0

Is there a way to remove namespaces from an xml (where I know there aren't any name collisions)? Currently I'm doing this for each known namespace:

s = re.sub(r'(<\/?)md:', r'\1', s)             # remove md:
s = re.sub(r'\s+xsi:', ' ', s)                 # remove xsi:

But I was wondering if there was something more generic that could be used. There are no CDATA allowed in the particular xml.

David542
  • 104,438
  • 178
  • 489
  • 842
  • 1
    *Don't*. https://stackoverflow.com/a/1732454/836748 – Aaron D. Marasco May 13 '20 at 20:46
  • 1
    You never actually need that, when you use an xml parser you can always specify all the required namespaces. – Wiktor Stribiżew May 13 '20 at 20:47
  • @WiktorStribiżew yes the issue is there are a lot of namespaces, not all of which I know (for example, there can be future namespace added in), so this is a bit more general-purpose for now.
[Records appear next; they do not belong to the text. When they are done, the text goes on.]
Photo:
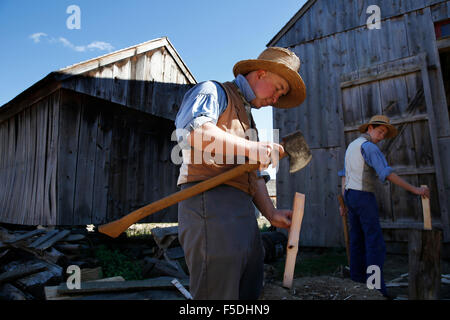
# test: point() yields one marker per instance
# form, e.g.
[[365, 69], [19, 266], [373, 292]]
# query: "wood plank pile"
[[35, 265]]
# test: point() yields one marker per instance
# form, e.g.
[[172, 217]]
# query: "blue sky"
[[210, 36]]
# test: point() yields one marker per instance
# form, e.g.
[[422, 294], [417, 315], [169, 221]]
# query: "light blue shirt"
[[374, 158], [205, 102]]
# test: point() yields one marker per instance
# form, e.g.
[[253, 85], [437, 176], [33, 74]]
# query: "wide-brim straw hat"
[[380, 120], [284, 63]]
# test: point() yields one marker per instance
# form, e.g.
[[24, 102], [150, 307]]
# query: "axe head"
[[296, 147]]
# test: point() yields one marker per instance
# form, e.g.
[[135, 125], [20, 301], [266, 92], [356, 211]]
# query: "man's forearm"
[[211, 137], [394, 178], [262, 200]]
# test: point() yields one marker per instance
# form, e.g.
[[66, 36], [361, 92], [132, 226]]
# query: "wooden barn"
[[352, 72], [91, 142]]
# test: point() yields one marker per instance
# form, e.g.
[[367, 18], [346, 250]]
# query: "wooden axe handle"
[[115, 228], [294, 235]]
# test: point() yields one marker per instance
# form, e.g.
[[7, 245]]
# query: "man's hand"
[[280, 218], [343, 211], [422, 191], [266, 153]]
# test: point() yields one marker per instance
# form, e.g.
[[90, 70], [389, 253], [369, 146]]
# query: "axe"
[[294, 146]]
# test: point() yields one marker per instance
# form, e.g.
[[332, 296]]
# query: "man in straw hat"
[[363, 162], [217, 229]]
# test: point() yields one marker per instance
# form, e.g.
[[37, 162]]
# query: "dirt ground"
[[336, 284]]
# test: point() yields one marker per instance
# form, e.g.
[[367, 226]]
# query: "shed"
[[91, 142], [352, 73]]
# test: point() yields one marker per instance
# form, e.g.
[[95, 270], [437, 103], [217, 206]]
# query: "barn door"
[[399, 90]]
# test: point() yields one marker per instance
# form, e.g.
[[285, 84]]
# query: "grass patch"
[[116, 263], [324, 263]]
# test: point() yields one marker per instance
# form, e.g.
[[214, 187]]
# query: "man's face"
[[268, 88], [377, 134]]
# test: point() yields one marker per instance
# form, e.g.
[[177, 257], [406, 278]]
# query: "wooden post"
[[294, 234], [426, 212], [424, 250]]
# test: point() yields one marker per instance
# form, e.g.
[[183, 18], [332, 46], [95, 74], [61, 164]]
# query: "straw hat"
[[284, 63], [381, 120]]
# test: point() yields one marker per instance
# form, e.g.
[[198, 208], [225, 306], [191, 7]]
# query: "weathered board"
[[352, 73]]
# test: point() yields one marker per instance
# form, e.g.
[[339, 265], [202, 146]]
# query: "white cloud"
[[96, 45], [37, 36]]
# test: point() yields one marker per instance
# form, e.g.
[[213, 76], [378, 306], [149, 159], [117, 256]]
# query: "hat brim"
[[297, 92], [392, 131]]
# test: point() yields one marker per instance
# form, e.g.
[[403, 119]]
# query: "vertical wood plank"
[[84, 181], [69, 127]]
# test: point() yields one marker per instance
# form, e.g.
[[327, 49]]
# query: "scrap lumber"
[[43, 238], [117, 286], [59, 236], [161, 267], [294, 235], [24, 236], [74, 237], [10, 292], [182, 289], [165, 236], [21, 271], [174, 253], [51, 292]]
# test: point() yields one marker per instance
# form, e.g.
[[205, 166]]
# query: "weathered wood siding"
[[148, 82], [28, 164], [91, 143], [111, 161], [332, 41], [71, 159]]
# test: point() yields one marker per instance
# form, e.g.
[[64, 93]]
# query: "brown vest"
[[233, 120]]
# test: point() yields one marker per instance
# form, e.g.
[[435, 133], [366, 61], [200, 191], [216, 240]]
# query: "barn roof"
[[60, 78], [125, 53], [291, 22]]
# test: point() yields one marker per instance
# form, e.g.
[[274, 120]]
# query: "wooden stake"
[[426, 212], [294, 234], [345, 225]]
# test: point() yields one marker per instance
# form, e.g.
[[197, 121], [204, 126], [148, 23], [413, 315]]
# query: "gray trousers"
[[222, 244]]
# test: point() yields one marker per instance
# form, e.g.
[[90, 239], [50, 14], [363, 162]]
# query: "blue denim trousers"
[[367, 245]]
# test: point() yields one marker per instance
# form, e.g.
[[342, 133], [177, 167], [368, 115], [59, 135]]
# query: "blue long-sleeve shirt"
[[205, 102], [374, 158]]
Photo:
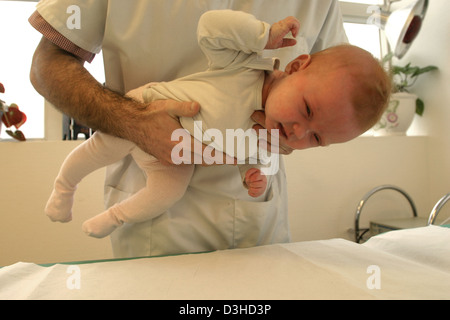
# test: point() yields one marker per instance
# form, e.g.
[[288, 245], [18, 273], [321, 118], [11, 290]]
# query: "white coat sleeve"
[[227, 36], [81, 22]]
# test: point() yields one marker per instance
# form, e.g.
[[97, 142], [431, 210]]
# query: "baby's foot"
[[101, 225], [256, 182], [59, 206]]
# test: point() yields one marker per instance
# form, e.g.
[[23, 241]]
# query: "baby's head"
[[329, 97], [366, 81]]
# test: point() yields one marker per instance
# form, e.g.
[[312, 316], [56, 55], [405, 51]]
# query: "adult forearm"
[[62, 79]]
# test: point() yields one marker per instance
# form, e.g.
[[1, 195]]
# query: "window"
[[355, 14], [16, 52]]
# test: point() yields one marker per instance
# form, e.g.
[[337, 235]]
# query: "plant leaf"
[[420, 107]]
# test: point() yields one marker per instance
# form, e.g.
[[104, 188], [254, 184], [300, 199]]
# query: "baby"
[[329, 97]]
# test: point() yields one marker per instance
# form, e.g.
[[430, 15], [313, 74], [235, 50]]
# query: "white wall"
[[26, 234]]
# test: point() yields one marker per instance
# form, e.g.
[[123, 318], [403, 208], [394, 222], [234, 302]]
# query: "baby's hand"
[[256, 182], [278, 32]]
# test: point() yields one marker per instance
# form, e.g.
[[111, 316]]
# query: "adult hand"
[[157, 123], [279, 31], [260, 118]]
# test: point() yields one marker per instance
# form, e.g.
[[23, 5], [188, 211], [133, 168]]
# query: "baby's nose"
[[299, 131]]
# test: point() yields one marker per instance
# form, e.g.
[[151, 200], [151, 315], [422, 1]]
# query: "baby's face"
[[311, 111]]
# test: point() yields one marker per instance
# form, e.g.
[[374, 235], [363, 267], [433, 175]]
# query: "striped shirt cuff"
[[39, 23]]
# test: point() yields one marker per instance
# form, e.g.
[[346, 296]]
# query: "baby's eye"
[[308, 111], [316, 138]]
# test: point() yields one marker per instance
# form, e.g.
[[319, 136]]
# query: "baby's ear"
[[299, 63]]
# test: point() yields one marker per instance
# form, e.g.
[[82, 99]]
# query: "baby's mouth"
[[281, 130]]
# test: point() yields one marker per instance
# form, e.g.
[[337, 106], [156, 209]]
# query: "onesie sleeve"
[[227, 36]]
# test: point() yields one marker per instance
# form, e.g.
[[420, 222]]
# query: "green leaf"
[[420, 107], [425, 70]]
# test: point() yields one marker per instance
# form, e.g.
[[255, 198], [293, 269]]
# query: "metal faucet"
[[359, 233], [437, 208]]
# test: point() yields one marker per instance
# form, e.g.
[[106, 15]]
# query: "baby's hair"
[[370, 83]]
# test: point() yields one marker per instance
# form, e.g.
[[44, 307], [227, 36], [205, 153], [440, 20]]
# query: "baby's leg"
[[256, 182], [165, 186], [98, 151]]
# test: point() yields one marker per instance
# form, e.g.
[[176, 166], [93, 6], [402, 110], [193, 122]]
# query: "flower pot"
[[399, 115]]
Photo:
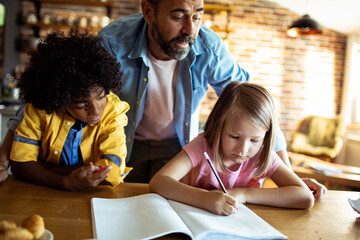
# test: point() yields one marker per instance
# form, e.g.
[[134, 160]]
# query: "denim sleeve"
[[14, 122], [280, 142]]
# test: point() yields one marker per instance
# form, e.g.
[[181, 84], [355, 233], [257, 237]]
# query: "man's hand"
[[318, 189]]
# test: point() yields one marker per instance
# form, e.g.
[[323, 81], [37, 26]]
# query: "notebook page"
[[142, 217], [245, 224]]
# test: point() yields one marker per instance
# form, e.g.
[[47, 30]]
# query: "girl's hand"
[[238, 193], [84, 177], [220, 203]]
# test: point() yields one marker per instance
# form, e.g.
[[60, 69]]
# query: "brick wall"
[[305, 74]]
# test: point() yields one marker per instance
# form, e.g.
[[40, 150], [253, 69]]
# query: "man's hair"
[[154, 3], [254, 103], [65, 67]]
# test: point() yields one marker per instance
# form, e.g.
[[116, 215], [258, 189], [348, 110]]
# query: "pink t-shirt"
[[201, 175]]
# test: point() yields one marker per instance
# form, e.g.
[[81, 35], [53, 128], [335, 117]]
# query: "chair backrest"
[[322, 131]]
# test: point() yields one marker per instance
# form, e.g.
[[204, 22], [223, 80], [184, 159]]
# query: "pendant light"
[[304, 26]]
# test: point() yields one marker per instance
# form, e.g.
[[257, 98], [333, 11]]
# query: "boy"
[[73, 125]]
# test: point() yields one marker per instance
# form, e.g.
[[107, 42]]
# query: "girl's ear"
[[147, 10]]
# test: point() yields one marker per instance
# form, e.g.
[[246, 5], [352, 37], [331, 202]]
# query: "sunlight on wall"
[[319, 83]]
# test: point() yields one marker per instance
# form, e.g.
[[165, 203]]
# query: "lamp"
[[304, 26]]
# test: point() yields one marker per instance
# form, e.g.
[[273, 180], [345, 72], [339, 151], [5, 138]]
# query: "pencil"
[[215, 173]]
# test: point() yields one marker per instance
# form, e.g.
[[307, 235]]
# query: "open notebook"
[[150, 216]]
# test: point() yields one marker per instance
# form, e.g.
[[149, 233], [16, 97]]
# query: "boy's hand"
[[86, 177], [220, 203]]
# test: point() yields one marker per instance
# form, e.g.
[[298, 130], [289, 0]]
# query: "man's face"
[[174, 27]]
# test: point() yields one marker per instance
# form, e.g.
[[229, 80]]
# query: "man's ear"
[[147, 10]]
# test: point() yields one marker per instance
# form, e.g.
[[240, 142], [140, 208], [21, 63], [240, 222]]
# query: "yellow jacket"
[[43, 135]]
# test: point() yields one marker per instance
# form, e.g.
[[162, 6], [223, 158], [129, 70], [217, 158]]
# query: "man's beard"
[[170, 48]]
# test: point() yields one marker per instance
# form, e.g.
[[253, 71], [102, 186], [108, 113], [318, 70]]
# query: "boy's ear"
[[147, 10]]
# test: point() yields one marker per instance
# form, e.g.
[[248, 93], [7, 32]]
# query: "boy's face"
[[89, 110]]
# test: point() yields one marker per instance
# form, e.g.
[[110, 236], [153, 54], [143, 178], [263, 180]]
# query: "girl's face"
[[240, 140], [89, 110]]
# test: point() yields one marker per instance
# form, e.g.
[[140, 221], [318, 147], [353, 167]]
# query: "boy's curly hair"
[[66, 67]]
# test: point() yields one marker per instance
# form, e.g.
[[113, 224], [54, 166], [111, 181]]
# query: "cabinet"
[[63, 14]]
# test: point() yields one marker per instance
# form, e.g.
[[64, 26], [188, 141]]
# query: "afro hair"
[[66, 67]]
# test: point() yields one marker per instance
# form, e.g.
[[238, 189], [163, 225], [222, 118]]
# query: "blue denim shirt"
[[208, 62]]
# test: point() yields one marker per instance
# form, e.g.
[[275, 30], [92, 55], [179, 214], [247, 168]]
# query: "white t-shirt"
[[157, 122]]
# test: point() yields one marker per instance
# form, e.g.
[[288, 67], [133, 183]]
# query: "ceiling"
[[340, 15]]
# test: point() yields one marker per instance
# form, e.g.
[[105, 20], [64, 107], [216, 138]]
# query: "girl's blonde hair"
[[251, 100]]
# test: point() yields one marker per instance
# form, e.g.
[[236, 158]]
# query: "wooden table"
[[350, 176], [68, 216]]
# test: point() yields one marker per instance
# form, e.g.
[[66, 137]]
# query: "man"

It's worked so far on production processing ~1M documents a day. – David542 May 13 '20 at 20:48
  • You can use XSLT processing to achieve this reliably. Just combine the _identity template_ with a template that transforms `name()`s to `local-name()`s. Then call the XSLT from Python. – zx485 May 13 '20 at 21:09
  • @zx485 that's an interesting approach, thanks for the feedback. Would you be able to add an answer that shows how you'd do that? – David542 May 13 '20 at 21:30
  • Here's an old answer which shows how to remove all namespaces from tags and attributes https://stackoverflow.com/a/33997423/2318649 – DisappointedByUnaccountableMod Nov 30 '21 at 16:28

1 Answers1

0

You can use the XSLT approach by calling the following XSLT-1.0 template from Python. It combines the identity template with a template that transforms the (full) name()s of the elements to their local-name()s only. That means all <ns1:abc> elements are transformed to <abc>, for example. The namespaces are omitted.

However, how useful this is depends on your usecase. It reduces the amount of information, so handle with care.

<?xml version="1.0" encoding="UTF-8"?>
<xsl:stylesheet version="1.0" xmlns:xsl="http://www.w3.org/1999/XSL/Transform">
    <xsl:output method="xml" indent="yes"/>

    <xsl:template match="node()|@*">   <!-- Identity template copies all nodes (except for elements, which are handled by the other template) -->
        <xsl:copy>
            <xsl:apply-templates select="node()|@*" />
        </xsl:copy>
    </xsl:template>

    <xsl:template match="*">           <!-- Removes all namespaces from all elements -->
        <xsl:element name="{local-name()}">
            <xsl:apply-templates select="node()|@*" />
        </xsl:element>
    </xsl:template>

</xsl:stylesheet>

Apply it with an XSLT-1.0 (or above) framework/processor.

zx485
  • 28,498
  • 28
  • 50
  • 59